THUMBS UP to the New York Times‘ Clyde Haberman for his recent reports from Israel and the Palestinian areas which give voice to the fears that Israelis live with daily.
For example, his Sept. 12 report “When the Unimaginable Happens, and It’s Right Outside Your Window,” Haberman cites the question that weighed heavily on every Israeli’s mind that day: “Do you get it now?”
“It was simply a question for those who, at a safe remove from the terrorism that Israelis face every day, have damned Israel for taking admittedly harsh measures to keep its citizens alive,” he reports.

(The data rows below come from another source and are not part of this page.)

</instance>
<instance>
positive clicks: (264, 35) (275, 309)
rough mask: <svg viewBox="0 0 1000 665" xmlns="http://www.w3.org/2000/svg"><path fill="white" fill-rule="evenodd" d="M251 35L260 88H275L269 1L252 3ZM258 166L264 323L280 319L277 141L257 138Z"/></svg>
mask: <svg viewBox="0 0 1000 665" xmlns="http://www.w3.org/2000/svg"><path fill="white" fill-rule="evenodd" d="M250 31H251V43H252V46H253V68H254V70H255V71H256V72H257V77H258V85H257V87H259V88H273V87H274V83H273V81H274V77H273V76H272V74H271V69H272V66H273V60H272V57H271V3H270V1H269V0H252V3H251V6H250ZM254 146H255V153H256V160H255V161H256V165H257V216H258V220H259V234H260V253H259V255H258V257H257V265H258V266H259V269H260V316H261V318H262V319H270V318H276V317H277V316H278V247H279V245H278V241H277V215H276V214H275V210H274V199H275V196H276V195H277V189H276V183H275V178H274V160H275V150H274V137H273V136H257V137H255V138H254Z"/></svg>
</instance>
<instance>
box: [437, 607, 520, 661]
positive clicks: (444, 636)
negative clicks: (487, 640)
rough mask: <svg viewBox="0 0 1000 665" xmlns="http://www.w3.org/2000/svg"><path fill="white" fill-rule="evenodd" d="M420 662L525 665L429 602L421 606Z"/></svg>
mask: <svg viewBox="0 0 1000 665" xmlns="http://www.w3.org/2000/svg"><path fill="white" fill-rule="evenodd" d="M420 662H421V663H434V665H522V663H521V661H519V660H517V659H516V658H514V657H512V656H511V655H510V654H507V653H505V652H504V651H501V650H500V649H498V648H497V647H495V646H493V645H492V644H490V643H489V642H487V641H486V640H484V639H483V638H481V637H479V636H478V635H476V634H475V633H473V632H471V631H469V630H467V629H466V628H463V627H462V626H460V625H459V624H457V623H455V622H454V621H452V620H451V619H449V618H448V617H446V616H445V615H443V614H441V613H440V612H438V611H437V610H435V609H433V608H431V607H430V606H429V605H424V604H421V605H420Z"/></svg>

Taking the unusual step actually drawing a parallel between the regular attacks against civilians in Israel and the Sept. 11 attacks against American civilians, Haberman quoted Israeli officials and analysts about U.S. rebuke of Israel for retaliations, which they consider restrained.
Haberman also allows for some personal reflection, recalling his years of working in Israel in the early 1990s when he had “seen the human wreckage caused by the suicide bombs that go off with sickening frequency. You ask [‘Do you get it now?’] because Jerusalem offers a glimpse of what New York may become.”

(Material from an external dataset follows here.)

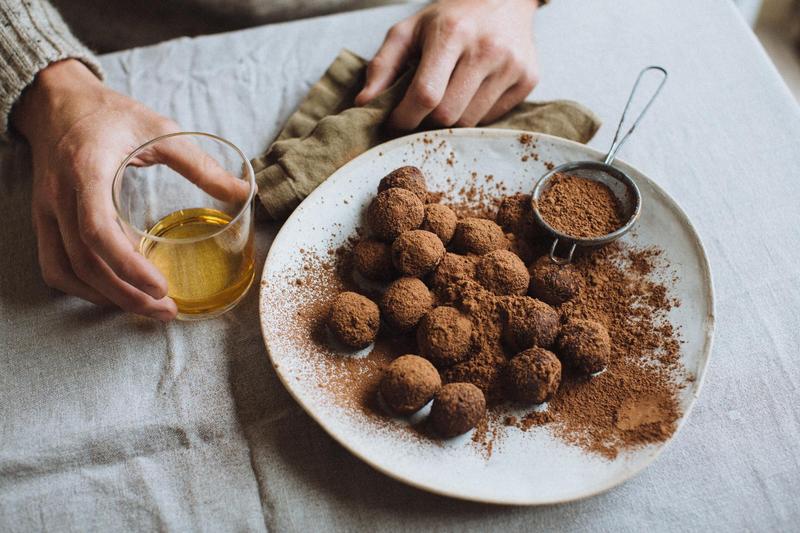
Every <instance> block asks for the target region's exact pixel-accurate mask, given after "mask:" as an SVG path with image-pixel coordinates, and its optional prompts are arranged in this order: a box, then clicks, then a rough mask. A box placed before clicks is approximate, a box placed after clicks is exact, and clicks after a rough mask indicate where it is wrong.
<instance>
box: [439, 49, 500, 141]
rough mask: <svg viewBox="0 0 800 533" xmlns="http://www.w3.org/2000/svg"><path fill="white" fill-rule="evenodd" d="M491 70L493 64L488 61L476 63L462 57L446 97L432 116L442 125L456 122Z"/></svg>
mask: <svg viewBox="0 0 800 533" xmlns="http://www.w3.org/2000/svg"><path fill="white" fill-rule="evenodd" d="M491 70H492V66H491V65H489V64H487V63H476V62H475V61H470V60H468V59H467V58H466V57H462V58H461V60H460V61H459V62H458V65H457V66H456V69H455V71H454V72H453V76H452V77H451V79H450V83H449V84H448V85H447V89H446V91H445V93H444V98H442V101H441V103H440V104H439V105H438V106H437V107H436V109H434V110H433V112H432V113H431V115H430V118H431V119H433V120H434V121H435V122H437V123H438V124H440V125H442V126H452V125H453V124H455V123H456V122H457V121H458V120H459V119H460V118H461V116H462V115H463V114H464V111H465V110H466V109H467V106H468V105H469V104H470V101H472V100H473V99H474V97H475V95H476V93H477V92H478V91H479V90H480V89H481V87H482V84H484V83H485V82H486V79H487V78H486V77H487V76H489V74H490V72H491Z"/></svg>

He described the commonalities between the attacks in Israel and the United States—panicked relatives trying to phone loved ones, the disgust at the Palestinian street crowds chanting “God is Great” and handing out candies after an “operation,” the funerals, and the political statements.
Coming from a newspaper which continues to designate those killers who target American civilians “terrorists,” and those killers who target Israeli civilians “militants,” Haberman’s candid comparison is truly refreshing.